Research topics of the RENDER Case Study in Wikipedia
For the case study the following research topics were defined:
- Understand and predict socio-technical mechanisms leading to biases
For relevant phenomena potentially leading to imbalances in coverage, representation and accuracy of information we will develop models to show how they function, which effects on diversity they actually have and which patterns they display that can be used to detect and predict them. As a first step we will look into the existence and effects of territoriality and ownership behaviour in Wikipedia and to other possible effects of heightened vigilance e.g., triggered by vandalism attacks. Specifically, we want to know if the ability of new and occasional editors to add their points of view to the article is impaired by those effects. The analysis incorporates several features of authors, articles and edits taken from the complete revision history of the articles and their discussion pages.
- Identify and extract diversely expressed information
We will provide mechanisms to identify and extract opinions, viewpoints and sentiments based on the available Wikipedia meta-data, going significantly beyond shallow text mining and information extraction. These mechanisms will use concepts represented in the article text, their relation to each other, temporally coincident comments on the article talk pages, and answers to these, as well as discussions on the responsible contributors’ talk pages.
- Represent and process diversely expressed information
We will design methods that utilize opinions and viewpoints to summarize, understand, and visualize the flow of discussions on a specific topic. As a highly expressive formalization of discussions cannot be achieved in a feasible way - due to the limitations of formal knowledge representation languages paired with the computational complexity associated with inferring over such rich formalizations - our methods will leverage semi-structured data such as fragments of articles and associated change information, as well as lightweight representations and reasoning that make key aspects of diversity explicit.

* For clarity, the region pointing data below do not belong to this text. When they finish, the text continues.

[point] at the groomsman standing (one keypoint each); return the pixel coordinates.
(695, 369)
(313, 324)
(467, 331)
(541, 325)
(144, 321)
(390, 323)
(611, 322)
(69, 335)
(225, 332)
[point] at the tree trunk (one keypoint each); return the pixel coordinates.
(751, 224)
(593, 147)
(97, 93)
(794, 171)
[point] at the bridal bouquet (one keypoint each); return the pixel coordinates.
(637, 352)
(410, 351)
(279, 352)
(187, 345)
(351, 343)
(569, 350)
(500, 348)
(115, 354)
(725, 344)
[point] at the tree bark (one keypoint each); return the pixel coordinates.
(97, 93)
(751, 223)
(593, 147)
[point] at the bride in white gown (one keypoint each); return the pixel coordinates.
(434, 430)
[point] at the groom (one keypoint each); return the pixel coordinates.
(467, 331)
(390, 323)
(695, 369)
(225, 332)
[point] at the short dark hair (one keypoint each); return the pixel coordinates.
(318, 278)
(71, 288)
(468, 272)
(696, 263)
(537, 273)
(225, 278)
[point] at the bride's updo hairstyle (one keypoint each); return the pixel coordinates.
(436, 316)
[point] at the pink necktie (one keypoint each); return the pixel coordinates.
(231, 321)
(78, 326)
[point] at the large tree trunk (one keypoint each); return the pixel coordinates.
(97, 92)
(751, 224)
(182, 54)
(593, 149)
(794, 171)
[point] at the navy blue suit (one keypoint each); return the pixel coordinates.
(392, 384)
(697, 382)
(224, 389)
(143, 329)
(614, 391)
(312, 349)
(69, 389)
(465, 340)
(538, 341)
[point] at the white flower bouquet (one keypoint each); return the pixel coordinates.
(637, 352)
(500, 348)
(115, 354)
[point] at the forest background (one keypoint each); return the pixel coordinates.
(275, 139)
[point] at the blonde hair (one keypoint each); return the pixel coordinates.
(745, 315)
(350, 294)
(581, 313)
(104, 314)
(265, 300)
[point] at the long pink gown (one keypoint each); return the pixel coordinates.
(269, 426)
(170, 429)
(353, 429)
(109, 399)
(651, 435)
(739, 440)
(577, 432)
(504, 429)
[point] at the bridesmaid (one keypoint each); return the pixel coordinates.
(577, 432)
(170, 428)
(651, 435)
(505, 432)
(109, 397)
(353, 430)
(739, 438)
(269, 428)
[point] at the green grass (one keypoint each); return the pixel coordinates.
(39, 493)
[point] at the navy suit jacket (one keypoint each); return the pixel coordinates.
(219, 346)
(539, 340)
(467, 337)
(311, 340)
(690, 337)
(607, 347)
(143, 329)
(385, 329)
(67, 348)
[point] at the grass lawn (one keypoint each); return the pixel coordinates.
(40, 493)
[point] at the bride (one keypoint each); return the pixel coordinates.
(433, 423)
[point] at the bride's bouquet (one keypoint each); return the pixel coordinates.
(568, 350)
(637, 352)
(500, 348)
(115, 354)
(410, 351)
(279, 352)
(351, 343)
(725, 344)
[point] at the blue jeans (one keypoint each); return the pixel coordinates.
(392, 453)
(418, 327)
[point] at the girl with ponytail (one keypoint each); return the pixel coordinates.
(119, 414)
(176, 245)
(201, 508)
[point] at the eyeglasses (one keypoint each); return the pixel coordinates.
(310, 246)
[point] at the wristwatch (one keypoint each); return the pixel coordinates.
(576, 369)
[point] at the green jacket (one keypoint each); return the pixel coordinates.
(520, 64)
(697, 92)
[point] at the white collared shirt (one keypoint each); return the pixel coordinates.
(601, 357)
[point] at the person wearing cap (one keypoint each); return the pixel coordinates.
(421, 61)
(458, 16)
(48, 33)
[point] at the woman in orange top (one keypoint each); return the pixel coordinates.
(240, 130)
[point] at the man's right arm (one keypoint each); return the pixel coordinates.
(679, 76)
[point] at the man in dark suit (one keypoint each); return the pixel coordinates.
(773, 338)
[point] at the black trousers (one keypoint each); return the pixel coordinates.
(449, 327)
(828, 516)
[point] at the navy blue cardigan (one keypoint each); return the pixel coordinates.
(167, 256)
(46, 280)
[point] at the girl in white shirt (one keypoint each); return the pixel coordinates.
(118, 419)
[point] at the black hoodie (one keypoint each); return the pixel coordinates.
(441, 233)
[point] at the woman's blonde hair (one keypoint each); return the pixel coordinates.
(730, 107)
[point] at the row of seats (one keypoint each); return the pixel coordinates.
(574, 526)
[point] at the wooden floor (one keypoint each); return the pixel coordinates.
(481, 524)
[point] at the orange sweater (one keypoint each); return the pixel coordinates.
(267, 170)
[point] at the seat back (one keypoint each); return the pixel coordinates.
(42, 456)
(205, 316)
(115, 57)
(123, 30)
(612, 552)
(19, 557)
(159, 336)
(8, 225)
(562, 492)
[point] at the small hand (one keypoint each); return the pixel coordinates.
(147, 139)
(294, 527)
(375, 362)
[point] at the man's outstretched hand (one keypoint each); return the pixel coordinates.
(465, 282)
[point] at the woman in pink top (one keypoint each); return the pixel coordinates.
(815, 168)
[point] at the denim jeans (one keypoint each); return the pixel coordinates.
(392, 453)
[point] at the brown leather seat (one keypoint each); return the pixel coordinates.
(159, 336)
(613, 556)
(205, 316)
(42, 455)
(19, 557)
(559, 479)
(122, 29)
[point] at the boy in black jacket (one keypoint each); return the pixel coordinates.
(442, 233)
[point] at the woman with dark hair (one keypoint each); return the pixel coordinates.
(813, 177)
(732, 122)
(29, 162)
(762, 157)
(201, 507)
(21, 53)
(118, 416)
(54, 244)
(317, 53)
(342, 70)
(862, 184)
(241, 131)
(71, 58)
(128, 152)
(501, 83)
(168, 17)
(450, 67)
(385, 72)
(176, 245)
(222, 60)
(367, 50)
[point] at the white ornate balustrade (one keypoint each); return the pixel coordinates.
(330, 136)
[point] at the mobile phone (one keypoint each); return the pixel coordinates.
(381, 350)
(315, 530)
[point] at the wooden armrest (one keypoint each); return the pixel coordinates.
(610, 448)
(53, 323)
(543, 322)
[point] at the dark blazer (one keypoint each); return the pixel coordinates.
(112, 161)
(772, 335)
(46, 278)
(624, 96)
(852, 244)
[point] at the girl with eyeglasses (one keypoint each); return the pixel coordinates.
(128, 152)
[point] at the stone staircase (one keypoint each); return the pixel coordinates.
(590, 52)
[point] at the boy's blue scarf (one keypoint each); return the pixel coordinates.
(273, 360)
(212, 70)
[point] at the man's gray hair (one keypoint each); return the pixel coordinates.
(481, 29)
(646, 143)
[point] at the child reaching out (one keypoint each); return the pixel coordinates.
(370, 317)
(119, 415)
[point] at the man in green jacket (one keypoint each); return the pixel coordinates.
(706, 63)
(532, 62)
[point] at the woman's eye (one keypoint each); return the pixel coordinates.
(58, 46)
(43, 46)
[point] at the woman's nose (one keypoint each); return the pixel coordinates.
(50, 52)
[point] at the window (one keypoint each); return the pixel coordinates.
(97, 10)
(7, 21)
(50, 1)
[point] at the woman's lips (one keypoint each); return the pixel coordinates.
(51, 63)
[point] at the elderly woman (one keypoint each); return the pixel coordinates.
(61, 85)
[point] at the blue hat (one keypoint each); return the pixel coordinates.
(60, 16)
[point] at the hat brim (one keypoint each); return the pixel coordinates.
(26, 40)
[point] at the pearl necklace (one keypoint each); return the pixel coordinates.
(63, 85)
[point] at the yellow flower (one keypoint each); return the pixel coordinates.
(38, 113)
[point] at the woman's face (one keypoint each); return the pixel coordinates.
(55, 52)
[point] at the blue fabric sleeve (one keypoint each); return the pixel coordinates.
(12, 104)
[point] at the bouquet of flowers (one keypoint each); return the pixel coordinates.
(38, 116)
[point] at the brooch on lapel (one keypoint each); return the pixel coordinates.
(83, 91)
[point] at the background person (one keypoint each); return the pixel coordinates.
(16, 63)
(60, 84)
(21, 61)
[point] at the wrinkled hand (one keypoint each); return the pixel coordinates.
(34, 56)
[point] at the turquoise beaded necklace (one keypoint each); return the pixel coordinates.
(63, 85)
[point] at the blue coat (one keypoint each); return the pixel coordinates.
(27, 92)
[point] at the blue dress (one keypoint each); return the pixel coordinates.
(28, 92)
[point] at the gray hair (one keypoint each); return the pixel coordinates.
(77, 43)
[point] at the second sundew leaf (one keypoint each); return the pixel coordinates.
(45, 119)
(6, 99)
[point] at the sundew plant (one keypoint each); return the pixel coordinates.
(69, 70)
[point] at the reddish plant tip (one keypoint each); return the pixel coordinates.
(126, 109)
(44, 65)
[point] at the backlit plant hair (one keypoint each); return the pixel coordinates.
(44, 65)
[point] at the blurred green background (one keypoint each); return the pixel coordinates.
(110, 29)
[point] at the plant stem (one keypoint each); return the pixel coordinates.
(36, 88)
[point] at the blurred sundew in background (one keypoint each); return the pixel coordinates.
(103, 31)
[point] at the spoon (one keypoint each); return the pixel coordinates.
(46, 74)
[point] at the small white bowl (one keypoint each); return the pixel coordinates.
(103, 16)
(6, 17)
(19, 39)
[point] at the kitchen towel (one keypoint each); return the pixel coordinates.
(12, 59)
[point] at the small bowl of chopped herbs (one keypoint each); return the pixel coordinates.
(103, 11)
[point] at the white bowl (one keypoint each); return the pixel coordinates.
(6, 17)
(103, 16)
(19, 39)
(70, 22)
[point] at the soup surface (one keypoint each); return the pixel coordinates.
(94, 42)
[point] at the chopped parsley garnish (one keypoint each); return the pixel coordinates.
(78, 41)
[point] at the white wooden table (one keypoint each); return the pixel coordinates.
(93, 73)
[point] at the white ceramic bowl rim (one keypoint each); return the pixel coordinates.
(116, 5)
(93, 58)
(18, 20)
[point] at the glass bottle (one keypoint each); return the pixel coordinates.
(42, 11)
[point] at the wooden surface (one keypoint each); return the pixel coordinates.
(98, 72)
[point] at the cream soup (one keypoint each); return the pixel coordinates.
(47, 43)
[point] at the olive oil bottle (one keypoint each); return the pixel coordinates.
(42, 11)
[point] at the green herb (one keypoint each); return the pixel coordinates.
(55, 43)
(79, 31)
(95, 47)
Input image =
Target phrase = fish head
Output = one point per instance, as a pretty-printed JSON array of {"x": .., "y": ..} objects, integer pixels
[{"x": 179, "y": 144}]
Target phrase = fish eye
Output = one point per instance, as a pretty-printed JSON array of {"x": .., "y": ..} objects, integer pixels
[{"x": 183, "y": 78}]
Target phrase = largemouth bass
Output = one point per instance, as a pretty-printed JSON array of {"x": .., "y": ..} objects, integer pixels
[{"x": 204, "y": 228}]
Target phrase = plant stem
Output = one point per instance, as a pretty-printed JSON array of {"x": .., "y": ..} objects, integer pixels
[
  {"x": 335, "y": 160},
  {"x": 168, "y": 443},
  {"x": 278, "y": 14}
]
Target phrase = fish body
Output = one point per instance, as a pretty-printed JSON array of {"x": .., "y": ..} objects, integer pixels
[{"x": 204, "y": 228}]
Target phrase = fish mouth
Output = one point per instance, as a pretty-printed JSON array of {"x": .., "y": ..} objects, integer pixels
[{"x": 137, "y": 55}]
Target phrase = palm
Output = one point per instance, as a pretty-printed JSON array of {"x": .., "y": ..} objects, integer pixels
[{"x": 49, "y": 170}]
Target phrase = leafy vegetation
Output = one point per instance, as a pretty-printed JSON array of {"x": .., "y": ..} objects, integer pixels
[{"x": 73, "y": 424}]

Working steps of the RENDER Case Study in Wikipedia
- Definition and evaluation of metrics to analyse and to assess the quality of Wikipedia articles in terms of diversity (deadline 30.09.2011)
- The results were documented in the final report.
- Tools for diversity management in Wikipedia are developed and tested for their scalability and usage (deadline 30.09.2012)
- Understanding the feedback-effects of metrics on Wikipedia (deadline 31.03.2013)
- Evaluation of the tools for diversity management in Wikipedia (deadline 30.09.2013)
Use Cases Scenarios for Wikipedia in RENDER
As a first step, we have identified the three following use cases for Wikipedia:
Display warnings to readers when detecting patterns of bias
Does an article cover all facts about its topic? We will collect and analyse different sources that deal with a particular topic and compare this fact coverage with the one in the Wikipedia article about the same topic. For this task we also plan to compare different language versions of an article, to detect if there are biases in certain language editions.
Incentivising readers to extend articles
If our assessment system detects a lack of significant points of view within an article, the reader could be offered links to sources or extracted summaries of the missing facts. This will support readers in contributing to Wikipedia. Additionally their awareness for different points of view and the collaborative labour on an article will be raised.
Notifying authors when an article is out of date
For this task we will use two indicators to expose that an article or a part of an article needs to be updated.
- If in several other language versions the articles of the same topic have been recently edited heavily, this could be a hint to an important recent event in the world, which needs to be added.
- We will monitor external sources to detect certain types of events and analyse the news streams for biases. Thus we will be able to present a balanced view of changes in the world to Wikipedia editors.